Tout en nuance et subtilité…

La Turquie telle qu’elle est

Drapeau_TurquieLa Turquie est dans la tourmente et l’ambiguïté : parti religieux au pouvoir et président autocrate, implication trouble dans la guerre civile syrienne, obsession antikurde, état de quasi guerre avec la Russie, chantage aux réfugiés vis-à-vis des pays européens, reprise en main de la presse d’opposition, etc.

Le pays se révèle tel qu’il est c’est-à-dire plus tourné et concerné par l’Orient que par l’Occident ce qui n’est pas incongru s’agissant d’une puissance asiatique. Gageons que les évènements actuels repousseront aux calendes grecques l’option de l’adhésion de la Turquie à l’Union européenne.

Il va falloir faire preuve de trésors de diplomatie pour tenter de calmer les ardeurs guerrières et manœuvrières de la Turquie, membre de l’OTAN, et sans doute capable de déclencher un conflit sans s’en apercevoir. Le pays est sanguin et, comme beaucoup, avide de retrouver son statut d’empire. Ainsi vont les affaires du monde.

La Turquie comme la Géorgie

On se souvient de la Géorgie qui en 2008, dirigée par M. Saakachvili, n’avait rien trouvé de mieux que de déclarer la guerre à la Russie pour une sombre histoire de revendication territoriale.

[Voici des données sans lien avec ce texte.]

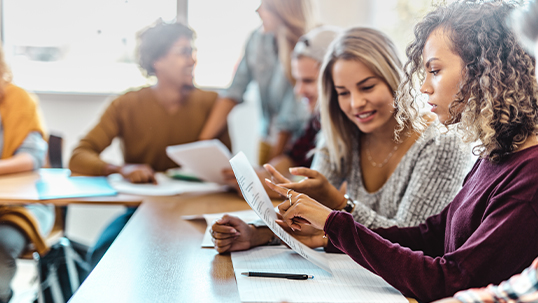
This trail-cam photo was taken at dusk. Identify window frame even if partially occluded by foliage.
[0,0,189,96]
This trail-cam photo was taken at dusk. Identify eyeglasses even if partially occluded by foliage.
[170,47,196,58]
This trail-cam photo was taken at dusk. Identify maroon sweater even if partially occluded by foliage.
[324,146,538,302]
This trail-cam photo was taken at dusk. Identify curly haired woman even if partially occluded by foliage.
[267,1,538,301]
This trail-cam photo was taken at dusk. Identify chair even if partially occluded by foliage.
[21,134,89,303]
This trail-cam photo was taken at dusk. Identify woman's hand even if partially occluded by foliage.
[263,164,346,209]
[222,168,242,197]
[207,215,273,253]
[119,164,157,184]
[276,213,328,248]
[265,179,332,231]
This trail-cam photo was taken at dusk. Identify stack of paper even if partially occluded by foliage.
[35,168,117,200]
[232,246,408,303]
[166,139,231,184]
[108,173,225,196]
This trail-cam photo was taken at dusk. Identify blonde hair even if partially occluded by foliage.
[0,42,12,102]
[320,27,402,172]
[263,0,313,84]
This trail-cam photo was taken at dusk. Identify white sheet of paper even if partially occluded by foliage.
[232,246,402,303]
[166,139,232,184]
[181,210,260,248]
[108,173,225,196]
[230,152,331,273]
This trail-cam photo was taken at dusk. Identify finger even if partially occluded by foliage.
[265,178,288,197]
[212,231,241,240]
[263,164,290,183]
[215,245,232,254]
[215,214,243,226]
[129,173,141,183]
[290,167,319,178]
[211,224,238,234]
[148,171,158,185]
[215,238,235,247]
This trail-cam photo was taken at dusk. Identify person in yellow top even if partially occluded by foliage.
[0,45,54,302]
[69,23,231,272]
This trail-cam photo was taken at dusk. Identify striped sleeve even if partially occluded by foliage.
[353,134,470,229]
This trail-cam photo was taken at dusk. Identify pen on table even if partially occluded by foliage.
[241,271,314,280]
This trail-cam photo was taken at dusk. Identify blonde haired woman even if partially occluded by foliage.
[268,28,470,228]
[268,0,538,302]
[0,45,54,302]
[212,27,470,252]
[200,0,312,164]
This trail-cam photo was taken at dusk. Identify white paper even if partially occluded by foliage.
[181,210,260,248]
[108,173,225,196]
[166,139,231,184]
[232,246,402,303]
[230,152,331,273]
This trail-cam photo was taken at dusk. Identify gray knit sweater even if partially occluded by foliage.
[312,123,472,229]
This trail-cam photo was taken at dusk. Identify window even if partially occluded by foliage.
[1,0,178,93]
[188,0,261,88]
[0,0,260,94]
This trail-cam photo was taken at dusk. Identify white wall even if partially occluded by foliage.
[37,0,374,244]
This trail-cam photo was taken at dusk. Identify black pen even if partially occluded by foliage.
[241,271,314,280]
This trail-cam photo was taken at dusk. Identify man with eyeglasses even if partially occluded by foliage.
[69,23,231,274]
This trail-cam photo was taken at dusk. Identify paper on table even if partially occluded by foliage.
[230,152,331,273]
[232,246,408,303]
[35,168,118,200]
[166,139,232,184]
[0,172,39,200]
[181,210,260,247]
[108,173,225,196]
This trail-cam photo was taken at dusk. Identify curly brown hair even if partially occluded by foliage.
[396,0,538,163]
[137,20,196,76]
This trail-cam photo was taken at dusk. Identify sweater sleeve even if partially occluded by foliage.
[69,96,122,176]
[14,131,48,170]
[324,200,538,302]
[353,135,470,229]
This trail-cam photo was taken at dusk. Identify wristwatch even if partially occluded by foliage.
[341,194,356,213]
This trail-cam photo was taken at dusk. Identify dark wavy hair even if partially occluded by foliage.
[137,21,196,76]
[396,0,538,163]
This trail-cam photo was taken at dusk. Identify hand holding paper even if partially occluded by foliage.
[265,179,332,230]
[230,153,331,273]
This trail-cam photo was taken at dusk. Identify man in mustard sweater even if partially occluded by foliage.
[69,23,231,266]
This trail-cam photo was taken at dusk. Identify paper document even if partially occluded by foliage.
[108,173,225,196]
[35,168,117,200]
[230,152,331,273]
[166,139,232,184]
[0,172,39,200]
[232,246,408,303]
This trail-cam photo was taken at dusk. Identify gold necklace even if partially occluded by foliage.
[366,136,399,168]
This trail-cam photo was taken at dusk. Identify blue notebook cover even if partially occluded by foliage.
[36,169,118,200]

Son armée de pacotille avait bien sût été balayée en quelques jours par la puissance russe et l’Europe, alors présidée par M. Sarkozy, avait fait le petit télégraphiste pour essayer de calmer l’ours russe, ce qui fut fait après moult concessions dont la quasi indépendance de l’Ossétie du Sud et de l’Abkhazie, territoires revendiqués par la Géorgie bien que majoritairement russophones et russophiles. On eut des cauchemars a posteriori en songeant au fait que Tbilissi voulait intégrer l’OTAN et que si cette adhésion eut été réalisée, cette folie géorgienne eut mis l’alliance militaire occidentale en bien fâcheuse position face à Moscou !

L’Histoire se répète et aujourd’hui c’est la Turquie qui s’offre le luxe de mener des actions agressives contre la Russie en abattant un avion de combat russe qui aurait empiété sur son territoire lors d’une mission de bombardement sur la Syrie. Il est assez peu probable que ce chasseur Soukhoï menaçait Ankara et on aurait apprécié que la Turquie modère un peu ses réactions, ou à tout le moins les rende proportionnelle avec la menace. Il y eut deux pilotes russes tués lors de l’incident : l’un des deux équipiers de l’avion abattu et un deuxième lors de l’opération d’exfiltration du second pilote de l’avion.

Le problème est que, contrairement à la Géorgie, la Turquie fait, elle, partie intégrante de l’OTAN et que si Moscou ouvre les hostilités contre Ankara c’est l’ensemble des pays de l’alliance qui devront défendre la Turquie. Il serait utile que les coups de sang des dirigeants turcs soient mis sous contrôle d’autant plus que le rôle de ce pays dans la crise au Moyen-Orient mériterait par ailleurs un examen plus que critique.